Voici ce qu’écrit le cardinal :
« Je voudrais partir de ce que je considère comme étant le cœur du problème, c’est-à-dire le lien substantiel entre le mariage et l’Eucharistie, en tant que sacrement de l’amour nuptial entre le Christ et l’Église ».
Habituellement – poursuit le cardinal Scola – on dit que le rapport entre le Christ époux et l’Église épouse « est un modèle pour le don réciproque des époux. Mais c’est bien plus que cela : c’est le fondement même du mariage ». En effet, qu’est-ce qui peut garantir ce oui définitif auquel les deux époux s’engagent devant la communauté ? se demande le cardinal. Et il répond :
« Certainement les sables mouvants de leur liberté.
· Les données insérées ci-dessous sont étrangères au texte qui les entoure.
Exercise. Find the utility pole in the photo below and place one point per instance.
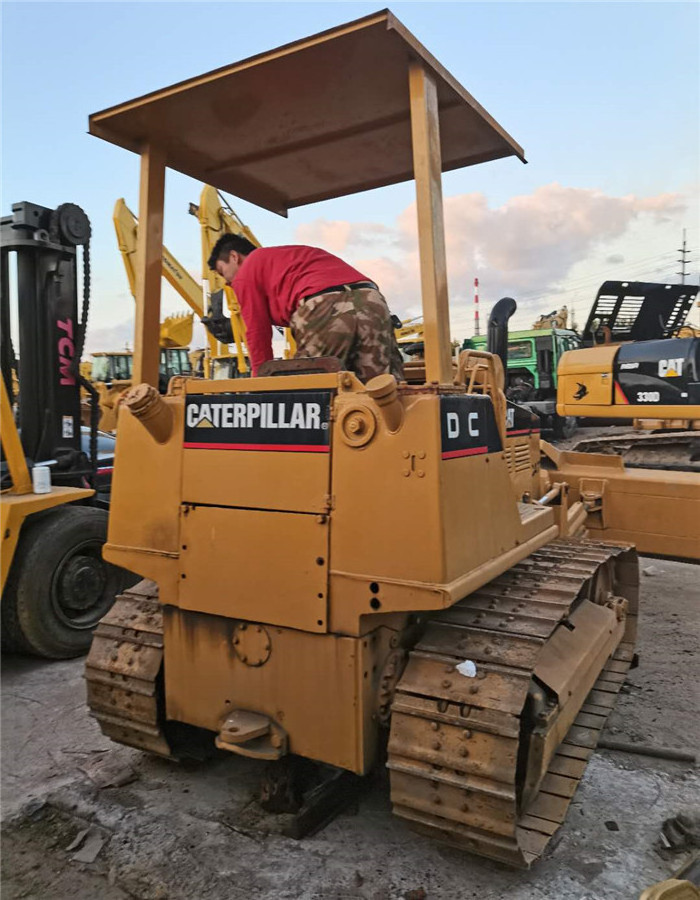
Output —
(685, 254)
Ce n’est que par le lien nuptial entre le Christ et l’Église, qu’il soit reconnu explicitement ou implicitement, qu’une femme et un homme peuvent s’engager dans un rapport indissoluble. La référence à l’Eucharistie n’est donc pas quelque chose d’extrinsèque au mariage mais elle revêt pour lui un caractère fondateur. »
Le cardinal Scola ne fait pas de citations mais cet argument est celui qui sous-tend la critique la plus pénétrante contre « Amoris laetitia » qui ait été formulée jusqu’à présent, celle du théologien bénédictin Giulio Meiattini dans son livre « Amoris laetitia. I sacramenti ridotti a morale ». Le cardinal n’hésite pas à porter une estocade contre « Amoris laetitia » et le synode qui l’a précédée où, selon lui,
« le rapport fondamental entre Eucharistie et mariage ne saute pas aux yeux et il s’agit là selon moi d’une absence pénible ».
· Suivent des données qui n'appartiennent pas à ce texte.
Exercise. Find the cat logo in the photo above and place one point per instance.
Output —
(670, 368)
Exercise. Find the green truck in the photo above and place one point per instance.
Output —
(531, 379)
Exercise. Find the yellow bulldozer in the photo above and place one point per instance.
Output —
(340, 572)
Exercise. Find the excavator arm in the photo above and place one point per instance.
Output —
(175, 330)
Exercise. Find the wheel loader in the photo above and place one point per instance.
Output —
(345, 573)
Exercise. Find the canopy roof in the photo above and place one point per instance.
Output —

Notamment parce que « cette absence a permis que s’ouvre sur ‘Amoris laetitia’ le vaste champ des interprétations aventureuses ».
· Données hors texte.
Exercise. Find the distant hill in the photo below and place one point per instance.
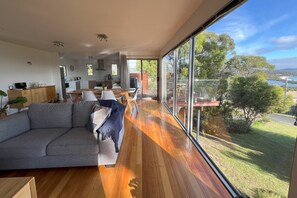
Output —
(287, 69)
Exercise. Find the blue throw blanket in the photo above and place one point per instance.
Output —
(113, 125)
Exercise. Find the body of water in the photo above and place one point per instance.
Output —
(293, 78)
(281, 83)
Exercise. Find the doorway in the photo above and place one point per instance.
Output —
(146, 72)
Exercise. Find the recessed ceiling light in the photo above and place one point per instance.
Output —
(102, 37)
(58, 43)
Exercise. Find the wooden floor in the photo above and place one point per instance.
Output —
(156, 160)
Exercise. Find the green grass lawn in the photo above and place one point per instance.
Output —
(259, 160)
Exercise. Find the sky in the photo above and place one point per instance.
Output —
(264, 28)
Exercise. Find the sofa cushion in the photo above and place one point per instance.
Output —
(50, 115)
(77, 141)
(14, 125)
(82, 112)
(30, 144)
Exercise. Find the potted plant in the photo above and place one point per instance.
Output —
(3, 108)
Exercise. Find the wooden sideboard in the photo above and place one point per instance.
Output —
(37, 94)
(18, 187)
« La non-admissibilité des divorcés-remariés à l’eucharistie n’est pas un châtiment que l’on peut lever ou réduire, elle réside dans le caractère même du mariage chrétien qui, comme je l’ai dit, repose sur le fondement du don eucharistique du Christ époux à l’Église épouse. Il en découle que celui qui s’est exclu lui-même de l’Eucharistie en contractant une nouvelle union ne peut retrouver l’accès au sacrement eucharistique qu’en vivant la chasteté parfaite, comme l’affirme Jean-Paul II dans l’exhortation apostolique ’Familiaris consortio’. Mais on ne trouve aucune allusion à cela dans ‘Amoris laetitia’. On ne dit pas que cette prescription n’est plus valide mais on ne dit pas non plus qu’elle est encore valide. On l’ignore, tout simplement. En même temps, on rappelle que l’Eucharistie, comme le dit Saint Ambroise, ‘n’est pas un prix destiné aux parfaits, mais un généreux remède et un aliment pour les faibles’. Il est vrai que l’Eucharistie a également une fonction de guérison mais cette affirmation ne peut être utilisée hors de ce que dit la constitution conciliaire ‘Lumen gentium’ au numéro 11, à propos de la nature ecclésiale des sacrements ».
Plus loin, dans son livre-entretien autobiographique, le cardinal Scola rappelle la visite de Benoît XVI à Milan à l’occasion de la rencontre mondiale des familles, en juin 2012. Et il dit ceci :
« J’ai été particulièrement frappé par la magnifique réponse qu’il a faite sans préparation à une question sur les divorcés-remariés. Il a dit qu’il ne suffit pas que l’Église prétende aimer ces personnes mais qu’elles doivent voir et ressentir cet amour’. Et il ajouta que ‘leur souffrance, si elle est réellement et intérieurement acceptée, est un don pour l’Église’. Des paroles émouvantes qui révèlent une attention et une sensibilité à ce problème qui ne sont pas sorties de nulle part avec ‘Amoris laetitia’ comme voudrait le faire croire une version superficielle et grossière ».